Beberapa kali pemerintah mengatakan, kehadiran perusahaan platform dari luar negeri diharapkan bisa memberi transfer teknologi. Kita bisa bernegosiasi dengan perusahaan platform ini untuk urusan transfer teknologi.
Oleh
Redaksi
·1 menit baca
Ingar bingar peluncuran media sosial Threads, Kamis (6/7/2023), menyisakan masalah besar bagi bangsa ini. Kita kembali menjadi pasar bagi produk teknologi.
Peluncuran Threads dilakukan di saat publik sedang jengkel dengan Twitter yang membatasi jumlah cuitan yang bisa dibaca dalam sehari. Hanya mereka yang berlangganan yang berhak membaca lebih banyak cuitan. Threads yang berbasis teks seperti halnya Twitter itu langsung aktif di sistem operasi Apple dan Android, dan akun-akun awal yang sudah aktif ada selebritas Shakira dan Jack Black. Ada juga media-media seperti Vice, Netflix, dan The Hollywood Reporter (Kompas, 7/7/2023).
Orang masih terus membicarakan kehadiran Threads yang dalam waktu sehari telah berhasil mendapatkan 30 juta pengikut. Tak hanya itu, CEO Tesla yang juga eksekutif Twitter, Elon Musk, hendak menggugat Meta karena dianggap telah ”mencuri” kekayaan intelektual Twitter. Konflik ini pasti akan memperpanjang perbincangan tentang Threads. Orang juga masih akan larut dengan perbincangan remeh-temeh soal platform tersebut.
Publik Indonesia sudah pasti juga ikut dalamn arus kehebohan ini. Kompas telah membuat kritik tentang perilaku publik dan menyebutnya sebagai latah alias ikut-ikutan semata. Mereka sekadar ikut arus tanpa sikap berhati-hati dalam mengunduh aplikasi yang satu ini karena pada ujungnya data mereka yang akan dikeruk dan digunakan oleh perusahaan media sosial tersebut.

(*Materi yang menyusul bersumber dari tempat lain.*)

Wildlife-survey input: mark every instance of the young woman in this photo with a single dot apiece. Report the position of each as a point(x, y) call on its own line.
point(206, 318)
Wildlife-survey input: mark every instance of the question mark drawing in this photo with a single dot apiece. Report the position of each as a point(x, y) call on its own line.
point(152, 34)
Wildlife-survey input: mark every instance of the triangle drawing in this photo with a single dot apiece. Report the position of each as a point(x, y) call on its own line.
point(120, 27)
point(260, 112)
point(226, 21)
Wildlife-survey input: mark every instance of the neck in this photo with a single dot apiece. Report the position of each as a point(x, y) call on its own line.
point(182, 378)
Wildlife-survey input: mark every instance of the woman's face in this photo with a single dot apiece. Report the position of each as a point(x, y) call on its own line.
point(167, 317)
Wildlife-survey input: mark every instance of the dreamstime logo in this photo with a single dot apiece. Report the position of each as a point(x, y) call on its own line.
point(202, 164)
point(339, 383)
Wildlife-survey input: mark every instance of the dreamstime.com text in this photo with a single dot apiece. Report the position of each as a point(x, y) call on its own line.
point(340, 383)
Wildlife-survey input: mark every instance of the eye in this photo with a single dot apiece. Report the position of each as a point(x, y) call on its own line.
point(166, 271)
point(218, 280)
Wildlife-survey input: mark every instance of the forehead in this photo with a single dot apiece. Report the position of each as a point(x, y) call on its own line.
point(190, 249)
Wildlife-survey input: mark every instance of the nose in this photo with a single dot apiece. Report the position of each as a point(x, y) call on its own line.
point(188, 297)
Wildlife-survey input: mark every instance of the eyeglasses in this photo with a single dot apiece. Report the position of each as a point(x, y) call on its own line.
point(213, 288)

Lebih jauh lagi, setiap ada platform baru, publik di Indonesia lebih banyak berperilaku sebagai konsumen. Kita masih ingat, berbagai platform global masuk ke Indonesia dan kita tak pernah belajar untuk berinovasi dari mereka. Ketika kecerdasan buatan generatif, seperti ChatGPT, diluncurkan, kita juga sama saja, sebagai konsumen. Tidak mengherankan apabila perusahaan platform nyaman masuk ke Indonesia karena nyaris tidak ada perlawanan. Keadaan ini sangat berbeda dengan Uni Eropa yang terus mempersempit gerakan perusahaan teknologi global. Mereka membuat aturan yang membatasi upaya untuk mengeruk data milik warganya.
Indonesia sulit untuk melakukan langkah sejenis. Pelarangan tanpa alasan yang jelas akan berhadapan dengan publik yang mudah kecanduan media sosial. Kita perlu mencari cara lain. Beberapa kali pemerintah mengatakan, kehadiran perusahaan platform dari luar negeri diharapkan bisa memberi transfer teknologi. Kita bisa bernegosiasi dengan perusahaan platform ini untuk urusan transfer teknologi.
Sayang sekali, pernyataan pemerintah soal transfer teknologi setiap kali bertemu dengan perusahaan teknologi tidak terdengar kabar lanjutannya. Ukuran-ukuran transfer itu sendiri sepertinya tidak pernah ada. Pemerintah juga tidak pernah menagih janji perusahaan teknologi. Kita kembali menjadi pasar saja.